Paramedics say the Covid-19 lockdown has pushed them to breaking point as response times are exposed. See how long your suburb has to wait.
Lives are being put at risk as patients are forced to endure agonising delays due to a chronic shortage of ambulance officers, particularly in Sydney’s west, paramedics say.
Mount Druitt has been identified as an area of major concern, with residents there waiting up to 50 per cent longer for an ambulance than those in the inner city and eastern suburbs, according to Bureau of Health Information data.
The median time for an ambulance to reach urgent cases, like broken bones, at Mount Druitt was 40 minutes and 16 minutes for emergency calls such as those involving chest pains.
In Sydney’s inner city the median wait for urgent calls was 26 minutes. In the eastern suburbs and inner west the wait was 28 minutes.
NSW Health Services Union (HSU) Secretary Gerard Hayes said an extra 1500 fully trained paramedics were needed to ease the ambulance crisis in Sydney’s west.
“Western Sydney continues to be treated as the poorer cousin of the city’s ambulance response,” Mr Hayes said.
“While we welcome the belated reopening of smaller Western Sydney ambulance stations they need to be properly staffed. At the moment, the government is papering over the cracks with casual and contract paramedics who need to be made permanent.”
When it comes to life-threatening calls such as stroke, cardiac arrest and car crashes, wait times across the city were consistently between six to nine minutes.

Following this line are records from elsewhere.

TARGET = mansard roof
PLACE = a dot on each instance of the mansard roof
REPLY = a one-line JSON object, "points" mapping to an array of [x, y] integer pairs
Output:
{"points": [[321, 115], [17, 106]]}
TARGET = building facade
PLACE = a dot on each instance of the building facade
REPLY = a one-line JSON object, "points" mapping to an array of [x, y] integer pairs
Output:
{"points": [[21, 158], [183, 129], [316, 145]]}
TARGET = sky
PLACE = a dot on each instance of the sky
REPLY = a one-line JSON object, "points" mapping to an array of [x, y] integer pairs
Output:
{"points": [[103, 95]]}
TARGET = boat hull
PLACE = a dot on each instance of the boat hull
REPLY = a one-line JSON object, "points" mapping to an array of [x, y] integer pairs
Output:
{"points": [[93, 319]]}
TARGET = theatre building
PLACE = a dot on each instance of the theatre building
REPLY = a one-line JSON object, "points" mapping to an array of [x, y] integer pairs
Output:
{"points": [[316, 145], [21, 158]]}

But the median response time for those life-and-death cases hit a record peak of 8.3 minutes, according to the data published earlier this year – even before lockdown.
Data is not yet available on response times during the Delta outbreak but paramedic Tess Oxley said she expected delays may have worsened.
“These days we have been going back-to-back to jobs without breaks. The pressure has been unrelenting,” she said. “These poor people are waiting for ambulances sometimes for over an hour. It’s a matter of life and death.”
During the pandemic peak, ambulances were under so much strain Fire and Rescue NSW were on call to drive emergency vehicles and assist crews.
For something like a cardiac arrest, the likelihood of survival can drop 10 per cent for every minute a patient is unattended, according to the Australian Paramedics Association.